Abstract
Pseudomyxoma peritonei (PMP) is a poorly understood condition characterized by mucinous ascites and multifocal peritoneal mucinous tumors. Women with PMP often have mucinous tumors involving both the appendix and the ovaries. Several previous histopathological and immunohistochemical studies of PMP have suggested that most, if not all, cases of PMP in women are derived from mucinous adenomas of the appendix rather than from primary ovarian tumors. A few studies of the molecular genetics of PMP have been recently reported. However, these studies analyzed only a small number of cases and some included a heterogeneous group of mucinous tumors, including both benign and malignant appendiceal and ovarian tumors. We analyzed K-ras mutations and allelic losses of chromosomes 18q, 17p, 5q, and 6q in a substantial number of morphologically uniform cases of PMP with synchronous ovarian and appendiceal tumors as well as in appendiceal mucinous adenomas (MAs) and ovarian mucinous tumors of low malignant potential (MLMPs) unassociated with PMP. Each of the 16 PMP cases (100%) analyzed demonstrated identical K-ras mutations in the appendiceal adenoma and corresponding synchronous ovarian tumor. K-ras mutations were identified in 11 of 16 (69%) appendiceal MAs unassociated with PMP and in 12 of 16 (75%) ovarian MLMPs unassociated with PMP. Two PMP cases showed identical allelic losses in the matched ovarian and appendiceal tumors. A discordant pattern of allelic loss between the ovarian and appendiceal tumors at one or two of the loci tested was observed in six PMP cases. In all but one instance, LOH was observed in the ovarian tumor, whereas both alleles were retained in the matched appendiceal lesion, suggesting tumor progression in a secondary (metastatic) site. Our findings strongly support the conclusion that mucinous tumors involving the appendix and ovaries in women with PMP are clonal and derived from a single site, most likely the appendix.

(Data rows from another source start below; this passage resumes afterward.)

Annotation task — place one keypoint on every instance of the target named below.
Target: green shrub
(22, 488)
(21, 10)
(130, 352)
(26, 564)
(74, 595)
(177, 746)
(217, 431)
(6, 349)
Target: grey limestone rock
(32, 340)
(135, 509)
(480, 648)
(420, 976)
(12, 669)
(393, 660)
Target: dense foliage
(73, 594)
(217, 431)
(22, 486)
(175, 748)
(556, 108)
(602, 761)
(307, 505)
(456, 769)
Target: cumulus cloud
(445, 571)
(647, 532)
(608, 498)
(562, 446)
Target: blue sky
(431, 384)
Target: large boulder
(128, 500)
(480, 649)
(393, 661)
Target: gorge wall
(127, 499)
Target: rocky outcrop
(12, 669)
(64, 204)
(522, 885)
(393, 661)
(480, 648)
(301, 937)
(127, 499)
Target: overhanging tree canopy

Pseudomyxoma peritonei (PMP) is a poorly understood condition characterized by mucinous ascites and multifocal peritoneal mucinous tumors. Women with PMP often have mucinous tumors involving both the appendix and ovaries, and there has been considerable debate regarding the origin of the tumor in such cases. 1-5 Often, the ovarian tumors in PMP cases are interpreted as the primary site of the disease and are diagnosed as mucinous low malignant potential tumors (MLMPs) or ovarian mucinous adenocarcinomas with extraovarian spread. However, based on careful evaluation of the clinical, gross, and microscopic features of PMP, we and others have concluded that most, if not all, cases of PMP in women are more likely derived from appendiceal mucinous adenomas (MAs). 1,2,4 This conclusion is further supported by recent immunohistochemical studies showing that the pattern of cytokeratin expression in mucinous tumors associated with PMP is similar to that of appendiceal MAs in the absence of PMP (CK20+ and usually CK7−) and different from that of primary ovarian mucinous tumors (CK7+ and usually CK20+). 6,7 However, based on clinicopathological or immunohistochemical features alone, it is impossible to definitively exclude the possibility that some ovarian and appendiceal mucinous tumors in PMP cases may have arisen as separate synchronous primaries.

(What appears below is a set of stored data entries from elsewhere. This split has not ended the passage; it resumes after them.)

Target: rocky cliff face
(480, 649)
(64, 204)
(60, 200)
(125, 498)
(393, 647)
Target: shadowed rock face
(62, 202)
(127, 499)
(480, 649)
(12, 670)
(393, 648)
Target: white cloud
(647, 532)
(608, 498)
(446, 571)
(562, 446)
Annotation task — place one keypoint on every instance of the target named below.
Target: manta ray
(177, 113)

A few recent cytogenetic and molecular genetic studies of PMP in women have attempted to resolve this issue. 8-11 Most, but not all, reached the conclusion that PMP is indeed a clonal process. However, in these studies only a small number of PMP cases were analyzed, and some were complicated by evaluation of a heterogeneous group of mucinous tumors that included both benign and malignant appendiceal and ovarian tumors.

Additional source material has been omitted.